Last night was watching a show on cold cases; murders where the killers have never been brought to justice. This episode had to do with a killing of two African American teenagers in Mississippi in 1964. Members of the Klan were driving down the road, recognized the two boys, lied to them about who they were and the boys jumped into their truck…only to be drug into the woods, tied to a tree, beaten within an inch of their lives and then drowned in the Mississippi River. We’ve all heard the stories about lynchings and beatings in the south during the most difficult times, but for some reason, this struck me as worse. I’m not sure why-maybe it was the testimonies, maybe it was the fact they were near the spot where the boys were beaten, whatever. One of the Klansmen later reported to the FBI what had happened to finish off the young men. They were untied from the tree, thrown into the trunk of a car, driven to an island in the middle of the Mississippi River, tied to loose slabs of train track, then tossed in the river to drown.

Lacsidasical prosecutors, an unsympathetic community, the south in the middle of a civil rights movement, etc. etc….but there was never a conviction.
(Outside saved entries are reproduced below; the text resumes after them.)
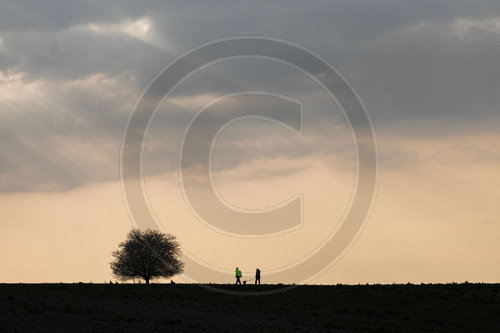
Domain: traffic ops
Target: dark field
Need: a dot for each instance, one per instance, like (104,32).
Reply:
(340,308)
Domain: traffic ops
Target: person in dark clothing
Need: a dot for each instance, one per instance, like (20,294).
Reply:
(237,275)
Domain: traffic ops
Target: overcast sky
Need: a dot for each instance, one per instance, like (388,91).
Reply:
(427,71)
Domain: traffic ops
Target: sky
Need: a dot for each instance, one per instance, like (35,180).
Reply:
(428,73)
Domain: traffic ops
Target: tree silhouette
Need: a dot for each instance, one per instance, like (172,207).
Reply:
(147,254)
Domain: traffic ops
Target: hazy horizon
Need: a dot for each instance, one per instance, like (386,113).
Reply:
(428,74)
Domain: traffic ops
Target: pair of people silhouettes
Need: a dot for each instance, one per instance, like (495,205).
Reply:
(238,275)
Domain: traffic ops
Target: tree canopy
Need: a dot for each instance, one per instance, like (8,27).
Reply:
(147,254)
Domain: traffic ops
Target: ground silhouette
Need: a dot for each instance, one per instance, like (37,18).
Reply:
(181,307)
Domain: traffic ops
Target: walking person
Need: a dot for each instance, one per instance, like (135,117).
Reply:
(237,274)
(257,276)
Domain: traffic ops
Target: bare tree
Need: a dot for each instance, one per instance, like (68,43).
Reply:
(148,254)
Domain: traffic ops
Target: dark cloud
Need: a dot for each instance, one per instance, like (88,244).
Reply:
(423,68)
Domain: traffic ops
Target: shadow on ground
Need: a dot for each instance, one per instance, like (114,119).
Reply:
(161,307)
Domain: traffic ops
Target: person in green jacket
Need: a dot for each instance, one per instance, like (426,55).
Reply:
(238,275)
Not even an indictment. The brother of one of the murdered boys now lives in Colorado Springs and was taken by the documentary crew to the town to try to find justice. It took 18 months and tons of trying, but they finally, finally got an indictment for the murders.

What struck me so much was the attitude of the brother. He said, “I never thought I could walk up to a white person and talk wth them…not here. Not in this town.”

Yes, there is prejudice and racism in the world. We all know that. But to have lived through such a horrific event and put that fear behind him to go back to ind justice(especially some 40 years later) is a tenacity we all should admire.